Google's efforts toward a full technological coup d'etat in all fields has been halted only in a relatively few instances. Online its dominance is usually unparalleled, especially with mammoth successes like Gmail and Google Earth. Its extension into the smart phone market has been less than auspicious as the reigning leader, the iPhone, is similarly successful in its specified markets. Now that these two corporate giants go head to head we see that the iPhone's design continues to knock it out of the park, partially because of the hardware and equally because of the focus on applications. Google now sees that the only chance for a place in the market is to give the Nexus One its own identity, and since the Google universe sees this only in terms of supremacy we have been provided with a new title for the Zeitgeist. Welcome to the Super Phone.
The self-applied title of Super Phone is intended to reference a specific set of abilities that the Nexus One holds. Google itself has stated that a Super Phone is one that has a certain processing power and an "openness of the ecosystem." The last indication in this string holds no practical content unless it is a reference to the authoritative system that Apple has been lording over its users through the iTunes' App Store. Along with this is the growing Google store that will be associated and looks as though it may actually rival the kind of connection that the App Store has with their customer base. This may lead to Google's power really being in their mobile application retail environments. Nexus is available in an "unlocked" option, but it is significantly more expensive than the cost of the device when signing a contract with T-mobile. This is not to say that the Nexus One is much more open, yet compared to this closed system it does give Google a little room to take jabs.
The processing power has been stated to be comparable to that of a portable computer system, yet this is also a statement that has come from Google and not independent observations. In contrast the Moto Development Labs new test has proven that the iPhone's touch screen remains superior. Much of what Google based its statements on in the January 5th release was its basis in the Android operating system, which it expects to continually out perform the iPhone firmware. Since the Nexus One appears to be an evolving system it will be hard to say how it will compare in six months, but if the rumored iPhone Pro and iPhone Nano are released then there will be even less truth in Google's Super Phone label.

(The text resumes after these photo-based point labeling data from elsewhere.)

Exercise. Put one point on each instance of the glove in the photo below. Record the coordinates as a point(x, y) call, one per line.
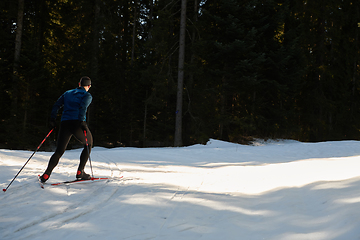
point(52, 123)
point(83, 126)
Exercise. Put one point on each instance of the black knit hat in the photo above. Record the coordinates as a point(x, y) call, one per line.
point(85, 81)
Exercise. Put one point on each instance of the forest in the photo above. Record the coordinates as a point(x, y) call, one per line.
point(178, 72)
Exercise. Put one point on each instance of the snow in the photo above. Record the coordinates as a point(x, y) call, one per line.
point(279, 189)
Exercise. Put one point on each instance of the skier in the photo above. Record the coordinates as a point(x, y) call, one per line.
point(73, 123)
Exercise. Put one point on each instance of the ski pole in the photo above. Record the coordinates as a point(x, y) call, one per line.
point(29, 159)
point(87, 147)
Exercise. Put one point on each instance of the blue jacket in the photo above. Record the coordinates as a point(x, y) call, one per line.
point(75, 103)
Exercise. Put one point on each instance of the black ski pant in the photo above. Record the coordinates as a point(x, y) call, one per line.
point(67, 130)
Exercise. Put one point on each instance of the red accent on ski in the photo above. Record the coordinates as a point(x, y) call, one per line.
point(78, 181)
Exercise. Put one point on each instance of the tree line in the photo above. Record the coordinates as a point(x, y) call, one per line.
point(250, 68)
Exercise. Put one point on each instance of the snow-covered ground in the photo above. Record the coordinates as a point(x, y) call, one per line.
point(270, 190)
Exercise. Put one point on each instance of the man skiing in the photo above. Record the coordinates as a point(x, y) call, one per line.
point(73, 123)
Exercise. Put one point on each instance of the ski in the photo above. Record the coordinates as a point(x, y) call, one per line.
point(82, 181)
point(41, 183)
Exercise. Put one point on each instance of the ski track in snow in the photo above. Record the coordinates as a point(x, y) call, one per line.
point(276, 190)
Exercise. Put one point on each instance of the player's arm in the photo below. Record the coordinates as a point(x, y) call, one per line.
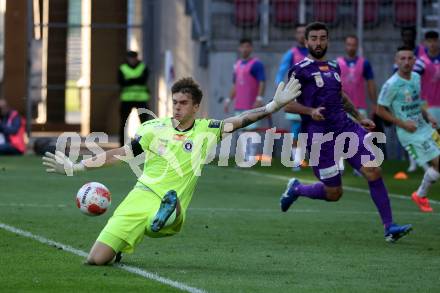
point(283, 95)
point(386, 114)
point(60, 163)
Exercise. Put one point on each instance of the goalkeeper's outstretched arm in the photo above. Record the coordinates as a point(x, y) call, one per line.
point(283, 95)
point(60, 163)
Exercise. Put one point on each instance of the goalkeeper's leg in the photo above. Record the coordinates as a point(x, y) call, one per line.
point(100, 254)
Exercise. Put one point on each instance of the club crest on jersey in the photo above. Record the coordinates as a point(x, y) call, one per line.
point(187, 145)
point(408, 96)
point(318, 79)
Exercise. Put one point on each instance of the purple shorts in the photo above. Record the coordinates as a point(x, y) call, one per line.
point(325, 161)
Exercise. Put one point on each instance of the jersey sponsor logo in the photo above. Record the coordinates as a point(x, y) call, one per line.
point(318, 79)
point(328, 172)
point(408, 96)
point(214, 124)
point(187, 145)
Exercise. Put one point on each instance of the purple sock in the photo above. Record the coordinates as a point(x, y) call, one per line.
point(379, 194)
point(313, 191)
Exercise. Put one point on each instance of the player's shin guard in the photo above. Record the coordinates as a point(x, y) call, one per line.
point(379, 195)
point(430, 177)
point(313, 191)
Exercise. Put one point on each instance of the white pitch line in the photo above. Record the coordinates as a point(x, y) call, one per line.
point(350, 188)
point(131, 269)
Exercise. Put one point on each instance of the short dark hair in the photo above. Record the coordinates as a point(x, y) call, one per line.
point(352, 37)
point(315, 26)
point(245, 40)
point(404, 48)
point(431, 35)
point(187, 85)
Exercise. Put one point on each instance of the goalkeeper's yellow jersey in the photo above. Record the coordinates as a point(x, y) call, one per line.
point(174, 159)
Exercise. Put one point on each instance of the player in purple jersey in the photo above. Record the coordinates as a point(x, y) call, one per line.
point(323, 108)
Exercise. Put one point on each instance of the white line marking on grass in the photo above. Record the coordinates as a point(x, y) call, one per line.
point(131, 269)
point(350, 188)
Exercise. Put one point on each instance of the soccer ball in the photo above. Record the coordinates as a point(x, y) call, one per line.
point(93, 199)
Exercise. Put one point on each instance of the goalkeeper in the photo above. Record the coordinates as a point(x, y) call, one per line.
point(175, 150)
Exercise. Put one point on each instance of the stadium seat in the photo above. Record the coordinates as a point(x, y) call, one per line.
point(246, 12)
point(405, 12)
point(371, 12)
point(325, 11)
point(285, 12)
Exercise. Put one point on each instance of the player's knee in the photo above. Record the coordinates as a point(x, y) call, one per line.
point(334, 193)
point(371, 173)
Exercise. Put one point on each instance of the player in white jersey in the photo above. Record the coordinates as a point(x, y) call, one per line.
point(400, 103)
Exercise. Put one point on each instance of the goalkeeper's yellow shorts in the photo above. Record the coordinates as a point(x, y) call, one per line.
point(132, 220)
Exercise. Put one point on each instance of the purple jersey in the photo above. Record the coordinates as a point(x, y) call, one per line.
point(321, 87)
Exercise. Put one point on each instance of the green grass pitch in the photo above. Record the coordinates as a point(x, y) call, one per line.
point(235, 238)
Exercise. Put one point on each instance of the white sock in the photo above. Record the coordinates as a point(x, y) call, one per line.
point(295, 156)
point(431, 176)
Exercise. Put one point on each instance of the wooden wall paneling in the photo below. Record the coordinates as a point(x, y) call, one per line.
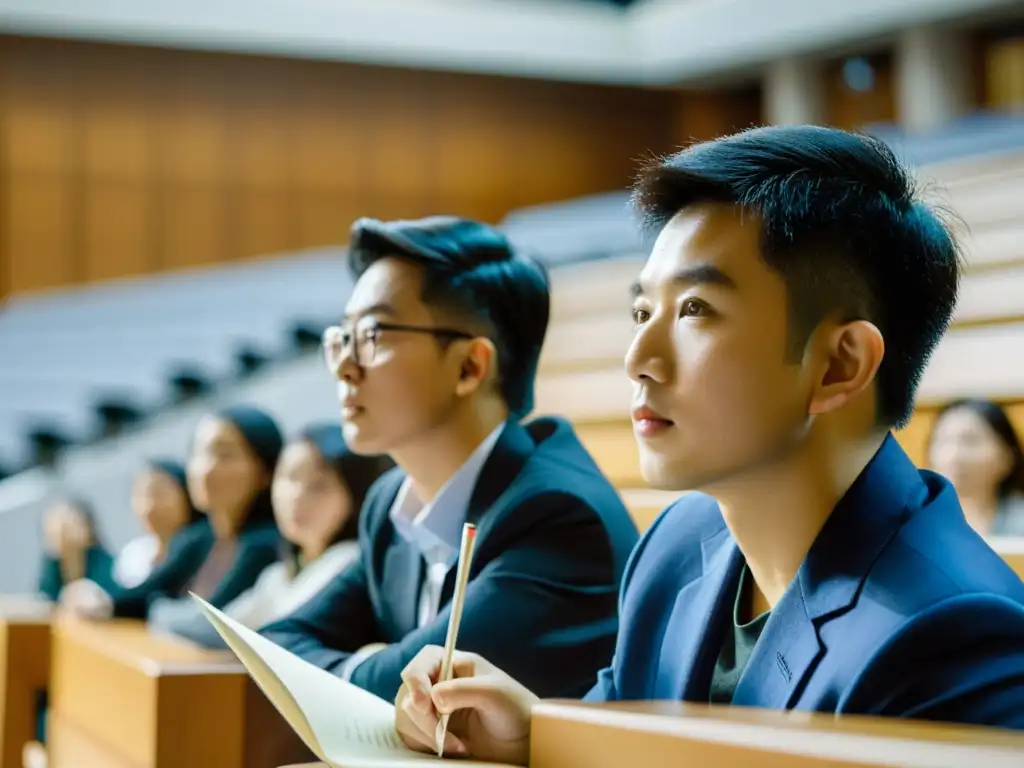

There is no question that the Nexus One is a major step forward in mobile technology. The main part about this is that its lack of restriction will allow a more egalitarian approach from its users and may eventually reshape the device in their image. The real problem here is with Google's assertion that their phone is so removed from the normal track of smart phone technology that it must resort to a new name. When looked at in context the Nexus One is simply a new smart phone that can be well paired against the iPhone, yet it would be historically revisionist to stick with the Super Phone label.